Lester's negativity is presumably excused by the fact that when he did care about a band, he like really cared man. Because MUSIC IS IMPORTANT! But that's the thing: music is important, not individual bands. Fuck individuals bands. They're all working the same twelve goddamn chord changes anyway. What's important is the music, the little variations, the minor digressions, the contexts, the social scene (yes! Fuck it! I will say this!), the shows and the writing and the yelling and all the shit, all the attention that makes music vital. It is important, and so why the fuck would you want to shoot its babies? Why the fuck would you care about authenticity in the context of an artform so wholly artificial? This is a man who happily did that NME bullshit move of praising an artist to the hills and then disproportionately tearing down their next album because it didn't "live up to expectations." Jesus Christ, who cares?
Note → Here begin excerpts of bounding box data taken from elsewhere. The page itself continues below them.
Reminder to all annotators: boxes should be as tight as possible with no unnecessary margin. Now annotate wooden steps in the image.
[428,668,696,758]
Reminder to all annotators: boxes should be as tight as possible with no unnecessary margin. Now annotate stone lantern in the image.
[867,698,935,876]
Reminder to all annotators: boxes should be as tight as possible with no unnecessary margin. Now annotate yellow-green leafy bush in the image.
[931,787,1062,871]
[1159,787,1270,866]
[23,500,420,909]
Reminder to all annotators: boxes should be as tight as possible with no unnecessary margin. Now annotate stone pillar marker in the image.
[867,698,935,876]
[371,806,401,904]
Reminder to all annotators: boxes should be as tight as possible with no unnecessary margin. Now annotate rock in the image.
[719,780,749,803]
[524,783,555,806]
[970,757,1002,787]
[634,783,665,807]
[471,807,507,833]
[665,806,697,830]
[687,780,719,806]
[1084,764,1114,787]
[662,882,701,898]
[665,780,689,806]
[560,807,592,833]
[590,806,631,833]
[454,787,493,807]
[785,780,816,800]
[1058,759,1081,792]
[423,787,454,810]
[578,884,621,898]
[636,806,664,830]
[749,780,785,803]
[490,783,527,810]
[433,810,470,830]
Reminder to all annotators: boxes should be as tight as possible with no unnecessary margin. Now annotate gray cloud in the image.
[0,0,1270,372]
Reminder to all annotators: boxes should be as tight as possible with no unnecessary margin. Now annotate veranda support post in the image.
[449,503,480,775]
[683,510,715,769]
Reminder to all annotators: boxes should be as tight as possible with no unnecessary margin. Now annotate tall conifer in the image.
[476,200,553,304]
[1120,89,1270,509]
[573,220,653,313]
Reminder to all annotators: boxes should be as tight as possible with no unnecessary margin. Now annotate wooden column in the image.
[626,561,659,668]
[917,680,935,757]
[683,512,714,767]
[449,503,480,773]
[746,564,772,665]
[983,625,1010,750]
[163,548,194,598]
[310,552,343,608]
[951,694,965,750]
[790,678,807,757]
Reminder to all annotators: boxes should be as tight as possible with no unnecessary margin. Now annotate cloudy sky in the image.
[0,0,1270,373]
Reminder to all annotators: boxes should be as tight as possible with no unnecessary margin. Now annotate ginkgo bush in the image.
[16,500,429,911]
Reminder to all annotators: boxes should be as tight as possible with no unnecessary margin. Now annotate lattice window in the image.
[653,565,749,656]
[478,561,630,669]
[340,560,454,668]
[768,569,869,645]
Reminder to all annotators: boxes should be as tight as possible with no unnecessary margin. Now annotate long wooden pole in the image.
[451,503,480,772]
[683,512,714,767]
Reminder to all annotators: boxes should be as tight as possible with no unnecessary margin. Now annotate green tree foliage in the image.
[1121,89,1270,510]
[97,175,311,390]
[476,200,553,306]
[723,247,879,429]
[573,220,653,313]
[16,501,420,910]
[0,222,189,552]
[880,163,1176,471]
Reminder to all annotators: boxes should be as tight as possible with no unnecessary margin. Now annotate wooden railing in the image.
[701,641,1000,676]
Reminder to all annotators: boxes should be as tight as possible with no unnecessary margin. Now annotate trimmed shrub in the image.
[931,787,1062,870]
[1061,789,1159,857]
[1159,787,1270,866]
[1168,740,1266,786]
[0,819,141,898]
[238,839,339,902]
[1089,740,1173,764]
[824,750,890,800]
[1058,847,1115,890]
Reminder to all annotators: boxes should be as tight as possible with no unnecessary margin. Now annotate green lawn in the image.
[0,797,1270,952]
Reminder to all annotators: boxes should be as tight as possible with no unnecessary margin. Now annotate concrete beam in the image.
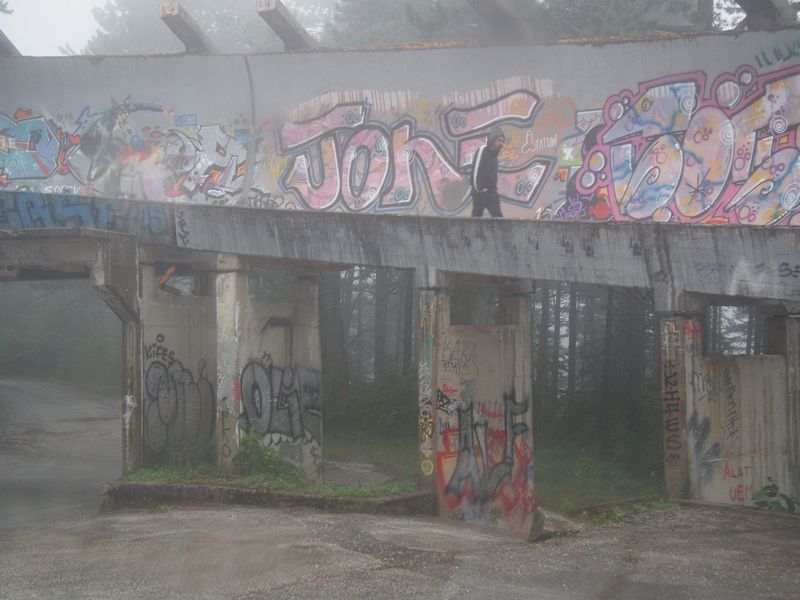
[172,205,800,312]
[161,1,219,54]
[256,0,316,52]
[0,31,22,56]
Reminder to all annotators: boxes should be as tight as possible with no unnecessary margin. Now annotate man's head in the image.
[486,127,506,152]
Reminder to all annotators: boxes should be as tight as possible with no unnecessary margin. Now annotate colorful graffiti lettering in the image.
[144,334,216,460]
[0,192,173,242]
[569,66,800,225]
[239,318,322,446]
[437,390,535,522]
[0,61,800,226]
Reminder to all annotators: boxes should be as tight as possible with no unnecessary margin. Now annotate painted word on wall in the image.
[144,334,216,460]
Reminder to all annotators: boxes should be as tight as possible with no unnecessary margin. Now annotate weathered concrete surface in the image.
[177,206,800,309]
[661,317,800,505]
[0,508,800,600]
[0,379,122,528]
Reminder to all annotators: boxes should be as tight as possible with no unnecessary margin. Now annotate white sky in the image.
[0,0,105,56]
[0,0,752,56]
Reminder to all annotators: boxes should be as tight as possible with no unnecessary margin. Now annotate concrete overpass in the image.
[0,192,800,528]
[0,23,800,529]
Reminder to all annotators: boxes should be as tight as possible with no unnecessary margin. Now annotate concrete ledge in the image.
[101,481,435,516]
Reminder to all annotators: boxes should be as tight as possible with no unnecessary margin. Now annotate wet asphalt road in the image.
[0,379,122,528]
[0,382,800,600]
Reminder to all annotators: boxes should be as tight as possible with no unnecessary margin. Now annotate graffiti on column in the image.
[239,318,322,446]
[417,292,436,477]
[144,334,216,458]
[436,380,535,525]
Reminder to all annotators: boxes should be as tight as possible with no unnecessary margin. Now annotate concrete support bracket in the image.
[256,0,315,52]
[161,1,219,54]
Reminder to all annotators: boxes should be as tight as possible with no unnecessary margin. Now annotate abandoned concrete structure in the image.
[0,24,800,531]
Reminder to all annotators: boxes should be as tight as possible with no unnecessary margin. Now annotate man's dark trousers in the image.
[472,190,503,217]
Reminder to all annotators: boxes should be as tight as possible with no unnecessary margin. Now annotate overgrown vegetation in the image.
[125,434,416,497]
[577,498,680,526]
[535,442,665,514]
[753,477,800,513]
[233,432,305,485]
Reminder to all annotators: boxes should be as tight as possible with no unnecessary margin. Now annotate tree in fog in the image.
[83,0,334,54]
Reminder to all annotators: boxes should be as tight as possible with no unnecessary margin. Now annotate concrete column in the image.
[416,269,449,491]
[661,316,699,498]
[215,272,247,470]
[122,320,144,475]
[785,317,800,496]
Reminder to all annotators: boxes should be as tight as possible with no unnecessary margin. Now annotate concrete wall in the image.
[662,318,800,505]
[141,265,217,463]
[0,30,800,225]
[419,275,536,534]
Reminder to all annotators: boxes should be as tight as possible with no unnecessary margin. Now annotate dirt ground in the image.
[0,508,800,600]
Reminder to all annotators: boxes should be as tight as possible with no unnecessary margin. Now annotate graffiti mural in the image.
[144,334,216,459]
[0,49,800,226]
[0,191,174,243]
[568,66,800,225]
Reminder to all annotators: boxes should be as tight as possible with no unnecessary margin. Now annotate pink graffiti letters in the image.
[277,90,551,214]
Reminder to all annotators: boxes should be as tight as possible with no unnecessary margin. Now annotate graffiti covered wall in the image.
[662,319,800,505]
[234,270,322,480]
[142,266,216,463]
[419,278,536,534]
[0,31,800,226]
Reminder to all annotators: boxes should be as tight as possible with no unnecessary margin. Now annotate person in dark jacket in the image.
[472,127,506,217]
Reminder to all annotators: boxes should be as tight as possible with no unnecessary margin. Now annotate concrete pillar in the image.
[416,269,449,491]
[235,267,323,481]
[784,316,800,497]
[419,274,536,535]
[661,316,699,498]
[122,320,144,475]
[215,272,247,470]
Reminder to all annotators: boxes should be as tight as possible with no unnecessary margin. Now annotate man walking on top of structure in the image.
[472,127,506,217]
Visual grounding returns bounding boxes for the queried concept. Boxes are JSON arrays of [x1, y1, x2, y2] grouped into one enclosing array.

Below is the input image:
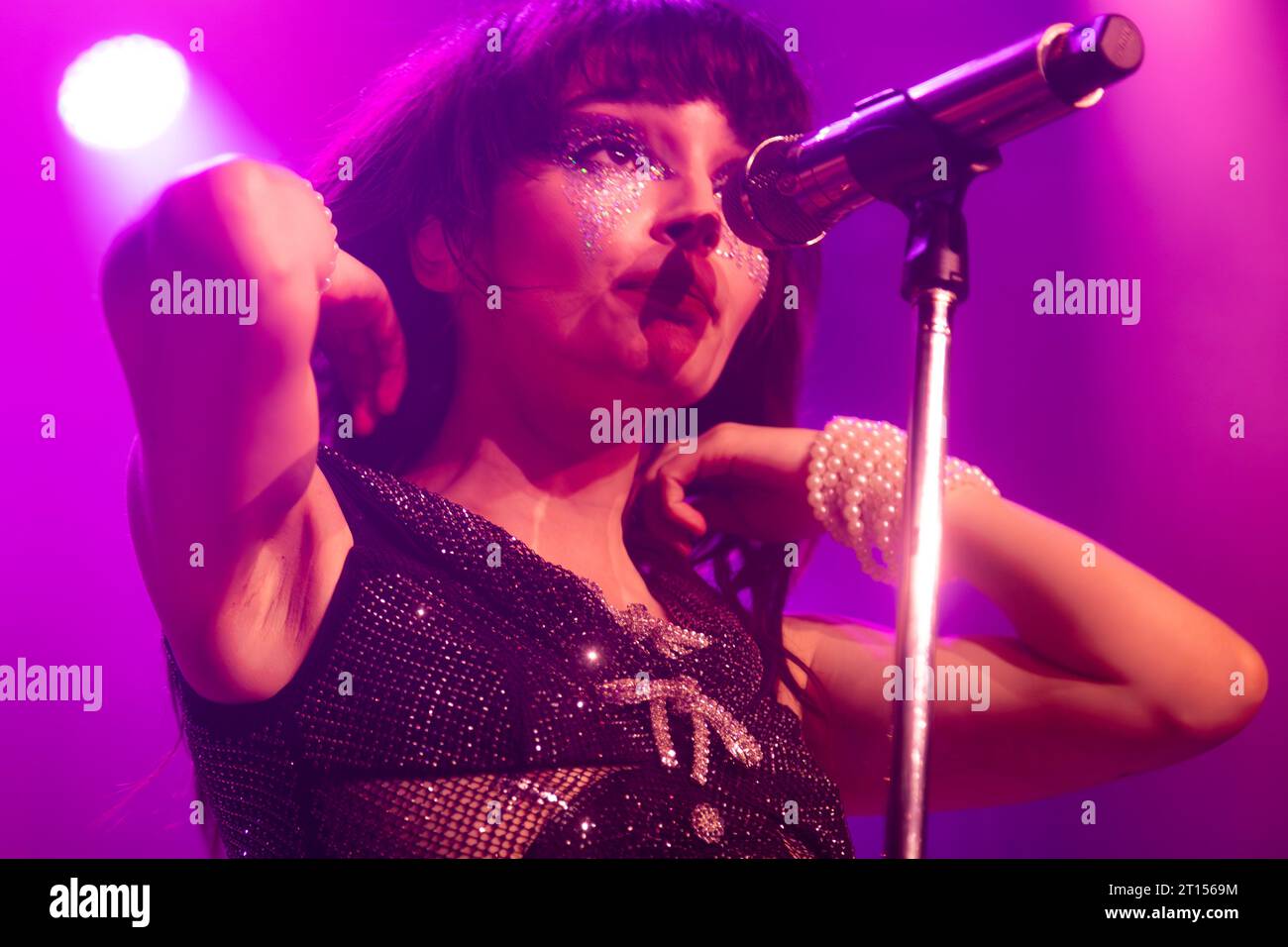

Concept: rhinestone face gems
[[716, 191, 769, 299], [551, 115, 670, 259]]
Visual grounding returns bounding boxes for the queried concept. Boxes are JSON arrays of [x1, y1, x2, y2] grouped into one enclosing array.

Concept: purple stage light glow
[[58, 34, 188, 151]]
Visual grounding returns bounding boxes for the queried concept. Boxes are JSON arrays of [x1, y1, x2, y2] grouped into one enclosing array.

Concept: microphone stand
[[879, 118, 1001, 858]]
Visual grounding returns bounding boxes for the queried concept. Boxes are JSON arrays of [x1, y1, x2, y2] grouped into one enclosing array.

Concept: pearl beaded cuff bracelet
[[806, 416, 1001, 585]]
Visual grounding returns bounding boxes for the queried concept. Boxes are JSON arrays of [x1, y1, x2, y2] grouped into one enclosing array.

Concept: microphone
[[722, 14, 1145, 249]]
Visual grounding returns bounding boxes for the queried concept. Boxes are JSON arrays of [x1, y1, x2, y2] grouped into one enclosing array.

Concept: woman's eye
[[574, 139, 648, 167]]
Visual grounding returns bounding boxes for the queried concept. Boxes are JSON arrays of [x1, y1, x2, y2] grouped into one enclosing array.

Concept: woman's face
[[463, 99, 769, 407]]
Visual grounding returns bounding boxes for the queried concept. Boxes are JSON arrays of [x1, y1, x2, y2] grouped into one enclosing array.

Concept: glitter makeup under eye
[[554, 117, 667, 259], [715, 191, 769, 297]]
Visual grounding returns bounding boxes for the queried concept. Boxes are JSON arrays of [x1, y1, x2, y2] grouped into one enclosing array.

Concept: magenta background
[[0, 0, 1288, 857]]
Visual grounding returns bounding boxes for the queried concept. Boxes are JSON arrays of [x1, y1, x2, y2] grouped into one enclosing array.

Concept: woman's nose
[[653, 175, 722, 256], [666, 211, 720, 256]]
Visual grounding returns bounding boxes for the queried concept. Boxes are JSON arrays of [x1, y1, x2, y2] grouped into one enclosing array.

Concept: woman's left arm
[[645, 424, 1267, 814], [941, 485, 1267, 740]]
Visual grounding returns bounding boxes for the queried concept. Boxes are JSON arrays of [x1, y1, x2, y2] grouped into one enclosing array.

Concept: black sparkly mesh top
[[164, 445, 854, 858]]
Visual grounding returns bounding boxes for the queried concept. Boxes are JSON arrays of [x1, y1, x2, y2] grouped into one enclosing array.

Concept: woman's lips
[[613, 286, 712, 329]]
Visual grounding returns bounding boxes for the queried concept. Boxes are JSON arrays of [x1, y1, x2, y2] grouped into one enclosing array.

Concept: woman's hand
[[317, 250, 407, 436], [636, 423, 823, 554]]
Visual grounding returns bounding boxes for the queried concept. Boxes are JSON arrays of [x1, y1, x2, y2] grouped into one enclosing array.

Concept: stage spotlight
[[58, 34, 188, 151]]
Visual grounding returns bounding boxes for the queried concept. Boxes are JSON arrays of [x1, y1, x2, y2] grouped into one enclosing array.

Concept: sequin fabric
[[166, 446, 854, 858]]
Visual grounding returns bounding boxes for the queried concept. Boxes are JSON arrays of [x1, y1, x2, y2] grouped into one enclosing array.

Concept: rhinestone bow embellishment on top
[[590, 582, 763, 786], [600, 676, 763, 786]]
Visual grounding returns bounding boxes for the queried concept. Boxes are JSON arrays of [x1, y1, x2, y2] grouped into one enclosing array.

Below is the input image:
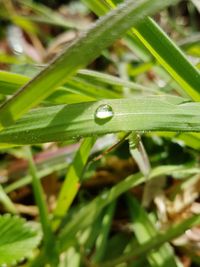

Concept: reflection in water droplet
[[101, 192, 108, 199], [95, 104, 114, 120]]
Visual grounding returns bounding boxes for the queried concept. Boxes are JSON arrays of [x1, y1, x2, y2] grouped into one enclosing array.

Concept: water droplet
[[95, 104, 114, 121], [101, 192, 108, 199]]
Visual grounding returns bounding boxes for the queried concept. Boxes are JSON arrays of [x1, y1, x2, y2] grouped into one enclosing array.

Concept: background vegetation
[[0, 0, 200, 267]]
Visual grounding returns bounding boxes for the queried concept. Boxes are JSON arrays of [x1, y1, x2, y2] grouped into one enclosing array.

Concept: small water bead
[[95, 104, 114, 121]]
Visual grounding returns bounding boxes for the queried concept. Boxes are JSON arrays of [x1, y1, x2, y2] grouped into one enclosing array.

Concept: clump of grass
[[0, 0, 200, 267]]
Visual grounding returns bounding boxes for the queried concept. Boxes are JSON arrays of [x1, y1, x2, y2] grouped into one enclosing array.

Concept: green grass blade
[[90, 0, 200, 101], [0, 96, 200, 145], [133, 18, 200, 101], [0, 0, 178, 129], [53, 138, 95, 229], [127, 195, 178, 267], [92, 202, 116, 263], [0, 70, 158, 97], [26, 147, 58, 267], [100, 215, 200, 267], [58, 165, 191, 251], [0, 185, 18, 214]]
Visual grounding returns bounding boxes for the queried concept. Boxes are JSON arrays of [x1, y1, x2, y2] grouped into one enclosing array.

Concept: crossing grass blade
[[0, 0, 178, 129], [58, 165, 196, 253], [127, 195, 178, 267], [85, 0, 200, 101], [0, 70, 156, 98], [53, 138, 95, 229], [0, 96, 200, 145]]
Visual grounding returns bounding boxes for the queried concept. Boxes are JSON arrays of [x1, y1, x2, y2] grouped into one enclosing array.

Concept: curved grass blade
[[88, 0, 200, 101], [53, 138, 95, 229], [127, 195, 178, 267], [0, 96, 200, 145], [58, 165, 194, 253], [0, 0, 178, 129]]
That's the kind of shit that would prompt a three-page letter to Pitchfork from me, and you can be sure it's no different if Mr. Bangs wrote it (although maybe, like Christgau and Marcus, he'd have learned to couch his opinions in so much verbiage that you couldn't actually discern a critical viewpoint). The excuse given is that this harsh treatment would drive a band to greater heights, but it sure as shit didn't seem to work with either the MC5 or Miles Davis.
So fuck Lester Bangs. We've got more than enough of his kind today, taking music far too seriously and being far too lazy in looking for meaning; dismissing anything with a commercial connection out of hand, and acting like music is a damsel in distress they must save while coming off as nothing more than an insanely jealous stalker whose affections are mostly unwanted. Guys, you don't get it. You've retreated to the underground while pretending to engage with the mainstream, and you spew out your hateful little screeds while dreaming somewhere deep in your subconscousnesses of nuzzling Lester's putrid scrotum with your downy-soft cheeks. Stop it.
This is all to say: Lester Bangs was a way better writer than critic. And Andrew Leonard is a tool for buying into his grand posthumous prank.